The sample was subsequently subjected to in-vitro digestion using the method described in Example 2, with samples taken at pH 6.5, 6.0, 5.5, 4.5 and 3.5. Photographic images of samples after reaching these pH values are shown in Fig 4, SDA-PAGE electrophoretograms of are shown in Figure 6. As can be seen from Figures 5 and 6 at pH below 6.0 no large coagulates were observed and no intact casein (see range 25-35 kDa) is observed anymore, clearly indicating that under gastric conditions (pH<5) no curd formation takes place and digestion takes place effectively. Example 4: Formulation of Infant formula and Growing up Milk

In table 6 an example of an Infant formula and Growing-up milk according to the invention is shown. Dosage of infant formula is about 13 g / 100 mL, dosage of growing-up milk is 15 g / 100 mL. The skilled person will understand that the exact amounts of all ingredients may be adjusted for different age groups or to meet regulatory requirements.

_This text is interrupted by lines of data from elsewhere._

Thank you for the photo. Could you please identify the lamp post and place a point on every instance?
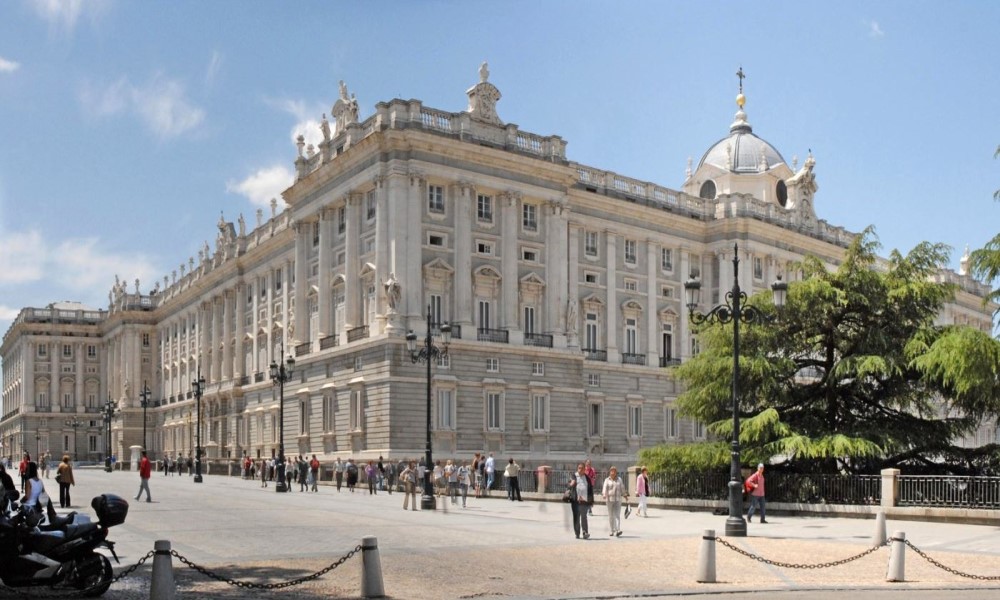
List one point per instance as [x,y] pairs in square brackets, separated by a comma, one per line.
[280,373]
[427,354]
[733,310]
[75,423]
[144,401]
[199,387]
[108,414]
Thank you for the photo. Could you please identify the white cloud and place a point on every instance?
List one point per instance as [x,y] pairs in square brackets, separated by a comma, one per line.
[8,66]
[76,265]
[162,104]
[264,184]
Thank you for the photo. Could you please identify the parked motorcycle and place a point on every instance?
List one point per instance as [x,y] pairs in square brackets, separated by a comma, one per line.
[63,552]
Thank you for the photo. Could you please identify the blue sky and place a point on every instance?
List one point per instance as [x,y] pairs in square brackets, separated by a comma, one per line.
[127,127]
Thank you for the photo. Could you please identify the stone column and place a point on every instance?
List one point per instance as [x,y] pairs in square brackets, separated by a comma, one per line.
[325,279]
[508,268]
[303,238]
[352,286]
[463,257]
[614,311]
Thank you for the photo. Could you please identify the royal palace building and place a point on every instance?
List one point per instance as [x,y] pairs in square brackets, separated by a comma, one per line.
[562,284]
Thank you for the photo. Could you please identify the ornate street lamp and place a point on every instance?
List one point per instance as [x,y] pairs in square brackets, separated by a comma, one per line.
[426,354]
[144,401]
[280,373]
[199,388]
[109,413]
[733,310]
[75,423]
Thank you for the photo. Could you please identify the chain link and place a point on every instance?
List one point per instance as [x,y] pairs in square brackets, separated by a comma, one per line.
[266,586]
[24,593]
[757,557]
[949,569]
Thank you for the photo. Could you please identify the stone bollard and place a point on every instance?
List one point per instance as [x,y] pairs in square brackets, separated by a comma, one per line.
[162,586]
[371,569]
[878,538]
[897,557]
[706,557]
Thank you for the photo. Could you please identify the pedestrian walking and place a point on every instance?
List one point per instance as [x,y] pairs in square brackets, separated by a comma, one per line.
[613,491]
[580,489]
[408,477]
[642,492]
[511,472]
[145,470]
[592,476]
[314,473]
[755,483]
[490,469]
[64,477]
[338,472]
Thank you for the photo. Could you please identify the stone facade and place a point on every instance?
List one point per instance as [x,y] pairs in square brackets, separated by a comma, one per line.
[563,284]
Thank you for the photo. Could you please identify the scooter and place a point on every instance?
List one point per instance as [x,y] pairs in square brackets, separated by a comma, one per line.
[62,553]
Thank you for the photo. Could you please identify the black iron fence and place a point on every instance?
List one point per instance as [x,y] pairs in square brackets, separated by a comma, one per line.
[949,491]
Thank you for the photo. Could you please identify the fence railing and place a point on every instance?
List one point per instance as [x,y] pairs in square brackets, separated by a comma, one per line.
[949,491]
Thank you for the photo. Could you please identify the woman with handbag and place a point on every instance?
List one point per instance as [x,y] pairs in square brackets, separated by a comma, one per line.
[64,477]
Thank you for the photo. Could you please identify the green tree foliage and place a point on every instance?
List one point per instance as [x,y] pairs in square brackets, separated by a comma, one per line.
[853,375]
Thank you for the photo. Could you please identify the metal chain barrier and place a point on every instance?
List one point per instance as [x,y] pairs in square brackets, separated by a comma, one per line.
[758,558]
[25,593]
[266,586]
[949,569]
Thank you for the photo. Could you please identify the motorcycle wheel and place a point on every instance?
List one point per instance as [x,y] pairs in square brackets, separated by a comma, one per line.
[96,574]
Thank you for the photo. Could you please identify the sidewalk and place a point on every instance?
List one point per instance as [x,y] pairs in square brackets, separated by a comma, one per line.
[497,548]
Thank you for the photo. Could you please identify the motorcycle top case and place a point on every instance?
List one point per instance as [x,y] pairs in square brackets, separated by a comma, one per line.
[111,509]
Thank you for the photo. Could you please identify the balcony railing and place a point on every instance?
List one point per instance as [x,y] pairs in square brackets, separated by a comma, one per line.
[633,359]
[500,336]
[538,339]
[358,333]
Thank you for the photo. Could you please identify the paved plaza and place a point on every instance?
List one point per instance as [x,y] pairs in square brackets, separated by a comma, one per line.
[502,549]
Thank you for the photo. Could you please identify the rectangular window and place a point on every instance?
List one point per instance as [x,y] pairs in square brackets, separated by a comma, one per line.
[666,259]
[446,409]
[357,410]
[539,412]
[494,411]
[484,208]
[671,423]
[435,198]
[590,332]
[590,241]
[630,252]
[595,425]
[370,204]
[528,325]
[329,412]
[635,421]
[529,217]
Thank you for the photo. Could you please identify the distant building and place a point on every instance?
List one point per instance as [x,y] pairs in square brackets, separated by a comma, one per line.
[563,284]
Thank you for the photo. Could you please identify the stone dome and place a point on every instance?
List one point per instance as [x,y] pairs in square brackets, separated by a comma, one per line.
[742,151]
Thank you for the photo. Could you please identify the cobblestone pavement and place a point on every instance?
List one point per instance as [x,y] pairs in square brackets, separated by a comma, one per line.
[501,549]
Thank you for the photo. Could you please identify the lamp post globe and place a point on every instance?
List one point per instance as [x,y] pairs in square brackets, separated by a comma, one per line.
[733,310]
[280,373]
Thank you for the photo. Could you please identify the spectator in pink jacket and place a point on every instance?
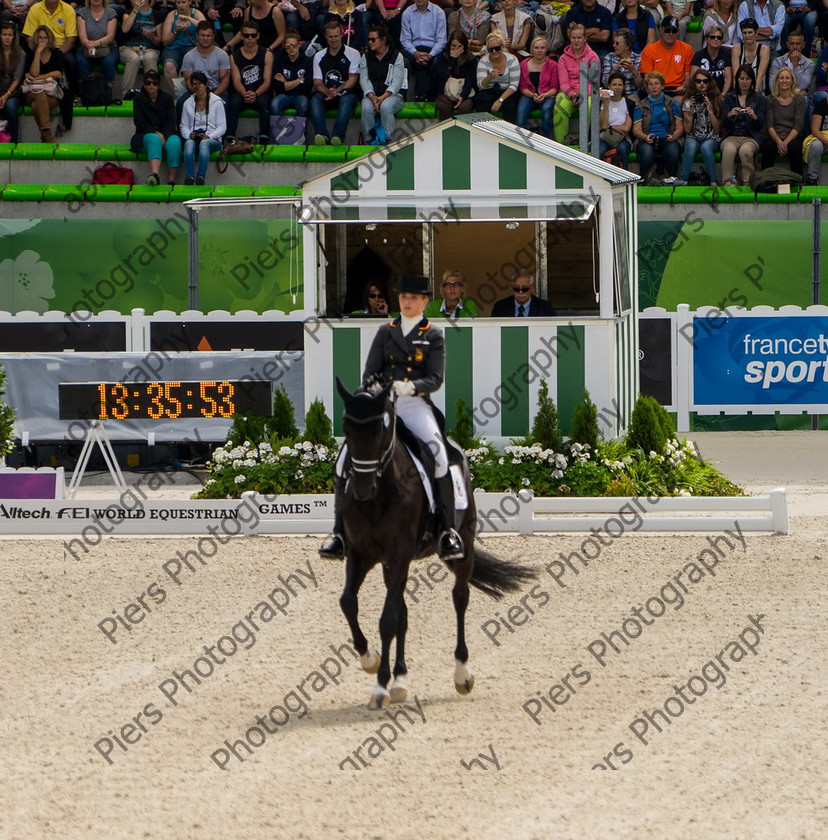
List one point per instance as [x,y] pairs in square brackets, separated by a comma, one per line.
[569,68]
[538,86]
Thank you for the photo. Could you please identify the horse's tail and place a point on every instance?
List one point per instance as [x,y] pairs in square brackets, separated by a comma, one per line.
[496,577]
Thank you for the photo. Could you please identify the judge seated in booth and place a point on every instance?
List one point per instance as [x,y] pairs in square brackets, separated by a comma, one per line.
[523,303]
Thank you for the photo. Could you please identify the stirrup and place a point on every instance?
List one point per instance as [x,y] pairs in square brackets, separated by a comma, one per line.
[333,549]
[451,546]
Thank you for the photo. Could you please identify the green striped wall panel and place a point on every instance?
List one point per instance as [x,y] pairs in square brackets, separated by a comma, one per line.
[400,169]
[456,158]
[459,370]
[346,365]
[571,378]
[511,168]
[514,396]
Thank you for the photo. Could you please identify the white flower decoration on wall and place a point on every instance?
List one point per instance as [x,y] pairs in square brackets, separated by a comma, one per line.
[26,283]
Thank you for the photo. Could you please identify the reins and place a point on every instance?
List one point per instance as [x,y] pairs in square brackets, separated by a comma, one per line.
[376,465]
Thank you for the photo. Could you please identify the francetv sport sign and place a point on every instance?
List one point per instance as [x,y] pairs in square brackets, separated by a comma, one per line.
[772,361]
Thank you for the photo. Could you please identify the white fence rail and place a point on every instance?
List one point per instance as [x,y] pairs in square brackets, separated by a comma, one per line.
[89,521]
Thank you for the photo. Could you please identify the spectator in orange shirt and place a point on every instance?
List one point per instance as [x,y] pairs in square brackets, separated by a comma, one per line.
[670,57]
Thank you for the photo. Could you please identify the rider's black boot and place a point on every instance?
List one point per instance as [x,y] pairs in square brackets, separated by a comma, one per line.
[334,546]
[451,546]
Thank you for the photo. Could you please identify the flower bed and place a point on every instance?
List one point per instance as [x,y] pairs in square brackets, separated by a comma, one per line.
[649,461]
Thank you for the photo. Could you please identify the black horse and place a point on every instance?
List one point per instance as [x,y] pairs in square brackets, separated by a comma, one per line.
[386,519]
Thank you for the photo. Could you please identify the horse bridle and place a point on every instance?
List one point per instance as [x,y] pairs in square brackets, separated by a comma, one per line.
[376,465]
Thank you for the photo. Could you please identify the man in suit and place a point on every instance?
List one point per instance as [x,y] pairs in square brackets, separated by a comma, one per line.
[523,303]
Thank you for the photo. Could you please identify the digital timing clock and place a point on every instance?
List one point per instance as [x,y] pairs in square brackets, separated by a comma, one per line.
[163,400]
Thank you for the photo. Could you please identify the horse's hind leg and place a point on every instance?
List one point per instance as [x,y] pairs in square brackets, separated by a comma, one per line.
[392,611]
[355,571]
[399,686]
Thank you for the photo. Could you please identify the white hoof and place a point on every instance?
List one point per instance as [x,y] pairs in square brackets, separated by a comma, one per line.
[399,690]
[369,662]
[463,678]
[379,698]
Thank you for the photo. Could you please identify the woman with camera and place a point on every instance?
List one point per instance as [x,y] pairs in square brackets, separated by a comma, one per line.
[702,112]
[203,124]
[743,118]
[657,125]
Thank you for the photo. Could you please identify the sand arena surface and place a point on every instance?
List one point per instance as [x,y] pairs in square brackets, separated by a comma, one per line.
[743,760]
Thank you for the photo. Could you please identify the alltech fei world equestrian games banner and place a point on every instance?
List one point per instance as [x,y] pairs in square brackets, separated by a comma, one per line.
[761,361]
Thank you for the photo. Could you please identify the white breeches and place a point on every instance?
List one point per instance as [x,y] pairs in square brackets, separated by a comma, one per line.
[417,414]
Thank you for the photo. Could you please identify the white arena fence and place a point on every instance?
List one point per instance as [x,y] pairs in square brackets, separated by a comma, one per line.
[88,522]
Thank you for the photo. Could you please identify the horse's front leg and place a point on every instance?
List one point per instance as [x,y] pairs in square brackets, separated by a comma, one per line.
[355,571]
[463,679]
[393,610]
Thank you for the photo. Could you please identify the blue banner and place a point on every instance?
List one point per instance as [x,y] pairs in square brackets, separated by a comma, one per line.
[760,361]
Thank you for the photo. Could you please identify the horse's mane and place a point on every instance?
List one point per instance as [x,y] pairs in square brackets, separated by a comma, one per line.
[362,405]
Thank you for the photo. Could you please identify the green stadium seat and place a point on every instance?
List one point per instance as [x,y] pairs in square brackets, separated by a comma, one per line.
[271,192]
[122,110]
[76,151]
[107,192]
[655,195]
[23,192]
[62,192]
[778,198]
[734,195]
[694,195]
[423,110]
[283,154]
[148,194]
[115,152]
[96,111]
[180,192]
[231,191]
[34,151]
[808,194]
[359,151]
[325,154]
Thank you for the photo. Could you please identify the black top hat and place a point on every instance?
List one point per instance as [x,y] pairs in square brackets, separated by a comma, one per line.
[415,284]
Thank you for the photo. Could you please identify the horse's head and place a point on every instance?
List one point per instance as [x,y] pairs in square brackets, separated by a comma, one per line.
[368,427]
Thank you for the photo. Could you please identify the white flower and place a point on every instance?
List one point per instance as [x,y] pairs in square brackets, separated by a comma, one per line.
[26,283]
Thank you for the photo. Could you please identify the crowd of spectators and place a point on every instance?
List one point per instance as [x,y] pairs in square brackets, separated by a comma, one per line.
[658,96]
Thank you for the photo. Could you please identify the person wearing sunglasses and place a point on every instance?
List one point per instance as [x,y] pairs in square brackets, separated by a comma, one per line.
[669,57]
[702,113]
[453,305]
[568,99]
[658,126]
[374,300]
[752,53]
[156,132]
[251,74]
[723,14]
[523,303]
[382,78]
[768,17]
[714,59]
[498,77]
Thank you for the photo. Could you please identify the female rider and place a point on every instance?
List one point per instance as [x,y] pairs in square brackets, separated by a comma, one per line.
[410,353]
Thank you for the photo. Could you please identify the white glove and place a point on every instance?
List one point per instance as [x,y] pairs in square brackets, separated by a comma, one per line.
[404,389]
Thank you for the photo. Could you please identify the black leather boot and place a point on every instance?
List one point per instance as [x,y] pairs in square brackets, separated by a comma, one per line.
[451,546]
[334,546]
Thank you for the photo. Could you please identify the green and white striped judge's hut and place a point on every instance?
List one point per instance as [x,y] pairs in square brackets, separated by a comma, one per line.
[479,195]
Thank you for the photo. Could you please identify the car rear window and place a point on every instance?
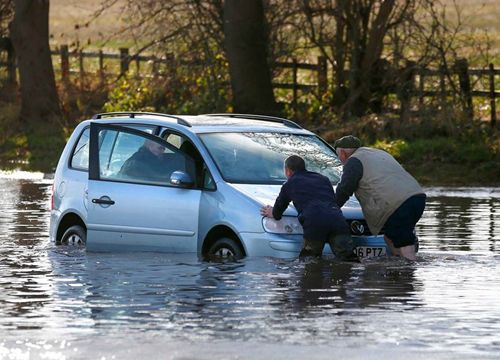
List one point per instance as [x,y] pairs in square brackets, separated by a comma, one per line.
[80,155]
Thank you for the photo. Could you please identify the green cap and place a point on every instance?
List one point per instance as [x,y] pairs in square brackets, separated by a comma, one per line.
[347,142]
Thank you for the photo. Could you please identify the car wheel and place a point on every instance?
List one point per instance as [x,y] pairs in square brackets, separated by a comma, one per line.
[74,236]
[225,248]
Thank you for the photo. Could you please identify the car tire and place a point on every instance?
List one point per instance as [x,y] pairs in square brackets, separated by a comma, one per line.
[225,248]
[74,236]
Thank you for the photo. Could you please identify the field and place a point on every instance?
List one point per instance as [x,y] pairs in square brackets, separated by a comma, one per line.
[68,17]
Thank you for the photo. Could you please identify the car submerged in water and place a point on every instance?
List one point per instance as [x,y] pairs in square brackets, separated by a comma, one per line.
[133,181]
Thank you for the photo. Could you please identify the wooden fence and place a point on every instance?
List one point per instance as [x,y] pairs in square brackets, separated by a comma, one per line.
[413,82]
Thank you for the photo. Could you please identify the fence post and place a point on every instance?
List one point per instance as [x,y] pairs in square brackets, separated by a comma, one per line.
[442,85]
[462,67]
[124,61]
[406,90]
[80,66]
[11,65]
[64,62]
[322,75]
[294,84]
[154,67]
[101,66]
[171,64]
[492,96]
[421,86]
[137,67]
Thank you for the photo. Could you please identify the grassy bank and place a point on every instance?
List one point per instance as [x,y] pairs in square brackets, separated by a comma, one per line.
[435,156]
[437,152]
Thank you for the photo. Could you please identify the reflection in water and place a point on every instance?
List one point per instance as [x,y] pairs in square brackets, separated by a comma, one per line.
[447,300]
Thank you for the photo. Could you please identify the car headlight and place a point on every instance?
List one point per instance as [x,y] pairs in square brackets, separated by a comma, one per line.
[287,225]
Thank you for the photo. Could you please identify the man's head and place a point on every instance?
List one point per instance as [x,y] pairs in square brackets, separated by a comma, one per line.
[154,147]
[345,146]
[293,164]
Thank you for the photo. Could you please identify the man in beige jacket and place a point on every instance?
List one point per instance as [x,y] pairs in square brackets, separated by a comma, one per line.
[389,196]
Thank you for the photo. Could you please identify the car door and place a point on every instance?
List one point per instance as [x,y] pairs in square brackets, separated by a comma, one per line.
[131,202]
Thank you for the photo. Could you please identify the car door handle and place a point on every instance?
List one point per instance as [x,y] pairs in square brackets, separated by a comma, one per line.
[104,201]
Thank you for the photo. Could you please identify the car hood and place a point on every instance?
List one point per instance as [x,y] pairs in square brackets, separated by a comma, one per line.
[267,194]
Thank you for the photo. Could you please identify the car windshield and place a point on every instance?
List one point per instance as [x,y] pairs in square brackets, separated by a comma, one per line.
[257,158]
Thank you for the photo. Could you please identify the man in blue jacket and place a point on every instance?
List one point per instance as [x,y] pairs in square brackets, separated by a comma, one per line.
[313,196]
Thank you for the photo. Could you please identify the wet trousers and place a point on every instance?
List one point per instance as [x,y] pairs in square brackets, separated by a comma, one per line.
[341,244]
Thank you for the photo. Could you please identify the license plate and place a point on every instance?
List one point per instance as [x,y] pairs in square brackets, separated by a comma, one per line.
[370,251]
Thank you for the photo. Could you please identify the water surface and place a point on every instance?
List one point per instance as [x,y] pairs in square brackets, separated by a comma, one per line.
[59,302]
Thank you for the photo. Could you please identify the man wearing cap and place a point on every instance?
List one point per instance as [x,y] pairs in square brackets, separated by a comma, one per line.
[313,197]
[389,196]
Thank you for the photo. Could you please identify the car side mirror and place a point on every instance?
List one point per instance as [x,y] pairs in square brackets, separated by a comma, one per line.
[180,178]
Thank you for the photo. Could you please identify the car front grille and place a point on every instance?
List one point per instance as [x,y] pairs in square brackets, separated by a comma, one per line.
[359,227]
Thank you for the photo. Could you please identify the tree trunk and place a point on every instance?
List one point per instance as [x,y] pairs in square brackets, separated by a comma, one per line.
[246,48]
[40,110]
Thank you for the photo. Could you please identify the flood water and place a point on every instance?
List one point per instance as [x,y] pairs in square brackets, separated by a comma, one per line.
[57,302]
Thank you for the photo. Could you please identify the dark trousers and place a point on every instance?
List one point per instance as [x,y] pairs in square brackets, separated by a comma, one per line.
[341,245]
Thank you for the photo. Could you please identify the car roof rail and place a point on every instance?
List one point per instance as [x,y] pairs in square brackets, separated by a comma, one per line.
[285,122]
[133,114]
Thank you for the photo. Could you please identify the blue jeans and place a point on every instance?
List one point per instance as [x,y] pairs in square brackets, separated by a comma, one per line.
[400,226]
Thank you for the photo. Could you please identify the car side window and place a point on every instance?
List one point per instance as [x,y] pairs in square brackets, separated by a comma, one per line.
[202,178]
[80,156]
[133,158]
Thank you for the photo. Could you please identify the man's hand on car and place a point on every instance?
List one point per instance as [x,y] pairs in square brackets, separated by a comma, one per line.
[266,211]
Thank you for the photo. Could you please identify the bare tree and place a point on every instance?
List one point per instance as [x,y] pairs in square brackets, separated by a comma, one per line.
[246,49]
[40,110]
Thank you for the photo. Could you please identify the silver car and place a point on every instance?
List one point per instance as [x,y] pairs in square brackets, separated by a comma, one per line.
[153,182]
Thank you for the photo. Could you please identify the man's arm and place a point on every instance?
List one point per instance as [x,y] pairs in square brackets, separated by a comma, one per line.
[353,171]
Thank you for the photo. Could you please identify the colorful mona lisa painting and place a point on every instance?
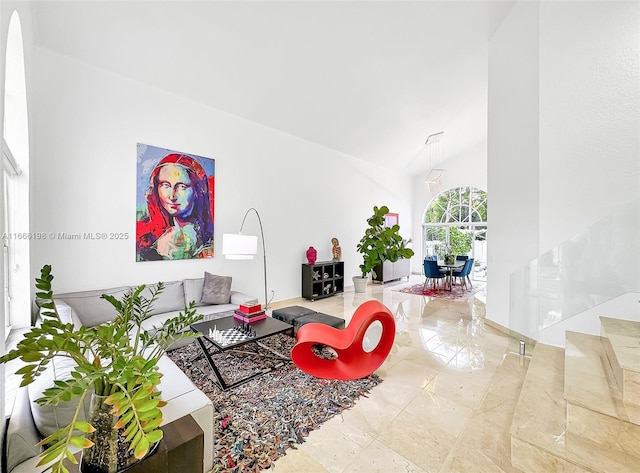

Table 6 Infant formula and Growing- up Formula composition It is understood that the recipe for the infant formulation may likewise be used for a Follow-on-Formula. The infant formula or Follow-on-Formula may be powdered using techniques known in the art.

In one embodiment, the invention relates to a composition as specified in Table 6.

In another embodiment, the invention relates to a composition as specified in Table 6 wherein the galacto-oligosaccharides have been replaced with one or more other non-digestible oligosaccharides such as fructo-oligosaccharides, inulin or xylooligosaccharides.